Breakfast News! is where I post interesting things about breakfast, including what I eat and what I want to eat!
Kefir Yogurt is something you can grab off of the shelf of your grocery store but it is nearly timeless in its dietary existence, meaning that it dates so far back we don’t even have an origin. It is very similar to yogurt, and even better for you because very little lactose remains in kefir. It contains a lot of the same dietary minerals, vitamins, and essential amino acids as in milk, plus a ton of probiotics which is a major benefit.
I really enjoy drinking 3/4 to 1 cup of plain kefir in the morning with a Little Fruit like dried apricots, blueberries, or banana slices! You might even see some pictures of my Kefir breakfasts on my Instagram feed 😉 #breakfastnews
Getting a bit more specific, here is some questions that the BBC Worldwide answered about Kefir:
Does kefir improve digestion?
Some people find that kefir improves their digestion due to its probiotic content. Probiotics can help restore balance in the gut, thereby improving digestion. As kefir is rich in probiotic bacteria, it can be beneficial to include it in the diet for the prevention and treatment of gastrointestinal disturbances.

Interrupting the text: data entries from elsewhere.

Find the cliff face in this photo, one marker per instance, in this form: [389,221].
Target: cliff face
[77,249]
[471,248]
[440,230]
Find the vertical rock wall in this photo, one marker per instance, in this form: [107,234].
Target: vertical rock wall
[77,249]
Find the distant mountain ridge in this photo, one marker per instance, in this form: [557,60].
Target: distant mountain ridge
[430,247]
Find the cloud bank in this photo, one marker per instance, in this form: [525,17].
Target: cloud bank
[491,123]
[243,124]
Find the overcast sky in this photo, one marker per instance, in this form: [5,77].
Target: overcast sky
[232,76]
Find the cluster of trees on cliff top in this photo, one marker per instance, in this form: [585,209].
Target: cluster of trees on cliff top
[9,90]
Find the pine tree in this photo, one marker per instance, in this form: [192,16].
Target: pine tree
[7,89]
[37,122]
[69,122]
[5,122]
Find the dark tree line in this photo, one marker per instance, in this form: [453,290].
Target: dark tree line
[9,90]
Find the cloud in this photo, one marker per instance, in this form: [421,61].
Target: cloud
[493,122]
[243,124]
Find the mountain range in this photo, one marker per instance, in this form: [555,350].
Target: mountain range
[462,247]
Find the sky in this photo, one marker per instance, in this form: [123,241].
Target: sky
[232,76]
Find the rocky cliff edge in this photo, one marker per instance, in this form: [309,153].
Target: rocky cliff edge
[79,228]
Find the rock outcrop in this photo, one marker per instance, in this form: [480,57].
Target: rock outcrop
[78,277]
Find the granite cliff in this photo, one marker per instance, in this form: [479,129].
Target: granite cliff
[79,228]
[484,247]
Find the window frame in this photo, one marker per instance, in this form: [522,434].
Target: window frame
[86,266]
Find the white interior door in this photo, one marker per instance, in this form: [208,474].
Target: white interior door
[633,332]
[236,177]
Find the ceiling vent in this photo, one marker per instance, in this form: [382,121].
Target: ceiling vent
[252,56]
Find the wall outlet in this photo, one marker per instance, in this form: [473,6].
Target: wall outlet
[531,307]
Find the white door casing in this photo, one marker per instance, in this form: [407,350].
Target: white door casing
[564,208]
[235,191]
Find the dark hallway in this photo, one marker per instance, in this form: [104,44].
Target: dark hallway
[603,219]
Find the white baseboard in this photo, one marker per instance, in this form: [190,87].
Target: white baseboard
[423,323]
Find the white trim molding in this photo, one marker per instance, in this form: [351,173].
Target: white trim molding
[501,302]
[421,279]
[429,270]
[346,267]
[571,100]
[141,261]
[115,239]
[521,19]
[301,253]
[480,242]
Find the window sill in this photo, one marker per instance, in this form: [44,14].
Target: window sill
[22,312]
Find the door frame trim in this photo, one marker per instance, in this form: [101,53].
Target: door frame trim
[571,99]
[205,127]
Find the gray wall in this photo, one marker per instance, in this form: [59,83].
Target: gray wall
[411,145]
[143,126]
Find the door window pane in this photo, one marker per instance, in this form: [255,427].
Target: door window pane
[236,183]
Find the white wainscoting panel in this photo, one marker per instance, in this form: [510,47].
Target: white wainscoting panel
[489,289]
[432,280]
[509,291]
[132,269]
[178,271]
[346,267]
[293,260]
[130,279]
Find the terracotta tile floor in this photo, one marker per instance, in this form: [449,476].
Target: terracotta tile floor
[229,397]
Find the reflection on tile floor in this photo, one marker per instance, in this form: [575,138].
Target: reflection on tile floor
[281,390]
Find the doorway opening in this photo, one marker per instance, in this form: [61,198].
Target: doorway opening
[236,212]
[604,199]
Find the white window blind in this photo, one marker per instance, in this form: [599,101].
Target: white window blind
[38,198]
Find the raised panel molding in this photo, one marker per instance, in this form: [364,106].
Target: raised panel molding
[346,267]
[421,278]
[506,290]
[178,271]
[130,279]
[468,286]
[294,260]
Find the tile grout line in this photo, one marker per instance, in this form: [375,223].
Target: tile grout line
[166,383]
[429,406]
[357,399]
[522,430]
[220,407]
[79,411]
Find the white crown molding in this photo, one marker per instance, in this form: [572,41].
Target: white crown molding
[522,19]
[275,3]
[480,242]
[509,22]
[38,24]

Does kefir help you to lose weight?
Obesity has been linked to an imbalance in gut bacteria. However, which strain of bacteria has an effect is less clear. Some evidence suggests that the lactobacillus species, or LAB group, like those found in kefir are associated with changes in weight.
Does kefir promote better bone health?
Traditional kefir made from cow’s milk is a good source of calcium and vitamin K, which are both important for bone health. As we get older, our bones become weaker, which can increase the risk of osteoporosis and fractures, especially in post-menopausal women. Kefir, along with other dairy products, is a useful source of dietary calcium.
Does kefir reduce inflammation?
Inflammation is involved in a number of diseases such as inflammatory bowel or rheumatoid arthritis. The anti-inflammatory/immunomodulatory effects of probiotics have been reported in some studies, although this is an emerging area of research. It does appear that the LAB bacteria are anti-inflammatory but whether that translates directly to kefir is still unknown.
Are there any side effects?
As the process used to make kefir can vary between brands, it is hard to monitor its strength, so some products may be stronger sources of probiotic bacteria than others. For those who are not used to probiotics or fermented foods it is sensible to start with a small amount and increase slowly. Some report digestive symptoms such as bloating, constipation or diarrhoea when introducing probiotics to the diet. Anyone with a compromised immune system should speak to a health professional before taking probiotics.